Bottles filled with menstrual blood call out blame games in the name of nationalism.
Two microphones swing back and forth between two poles echoing speeches by Nehru and Jinnah. A wall of soap has the word ’threat‘ carved across it.
To experience a Shilpa Gupta art installation is not a recreational event. You cannot stroll inside with your cold Americano, expecting to take some Instagram-worthy selfies with awkward pauses. Gupta takes no prisoners. There is no room for being superficial, for skirting the issues staring us in the face, for dimming down the impact of an event that is changing the world order.
But does the artist owe it to the world to respond, consciously respond rather, to the immediate realities around us? Gupta believes otherwise. “There has to be a space for everyone to just be and respond in the ways they want to,” she says. “These expectations that people have about what art should be goes against the art-making practice. There is no need for it.”
Gupta’s multi-channel work Untitled (Wives of the Disappeared) in 2006 highlighted the plight of the half-wives of Kashmir— women who are still searching for their missing husbands who might have been killed in a militant attack, apprehended by the military or anything at all. Because of the uncertainty surrounding their fate, they cannot be declared dead by the state. In a layered installation, the viewer is invited to process a video that seems to be stitched from a piercing needle. This video shows the numerical records of the missing husbands. Another figure of a woman wrapped in white depicts the gestures of Kashmiris when they are patted down by the state.
“For me, it’s very much internal, and even Untitled comes from having been to Srinagar and facing certain experiences that are inescapable,” she says. “When you realise that you narrowly missed a blast, you respond and making the work allows you to see these things. You get caught up in the storm.”

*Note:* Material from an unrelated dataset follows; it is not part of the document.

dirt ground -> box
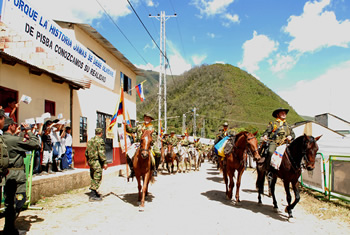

Across these installations and experiences, the medium and mode of materials differ. From soaps having the word ’threat‘ carved on them to using menstrual blood—it’s a staggering range. Even in the presentation, audio files blend into moving projections, camera silhouettes distort over a wide field.
“The material is not external. It’s part of the work. I’m not taking something to make it become something. It changes and is interlinked. Even those threat soaps can be physically taken away by the viewer. It’s all about understanding what these objects mean on their own and finding meaning-making out of them.”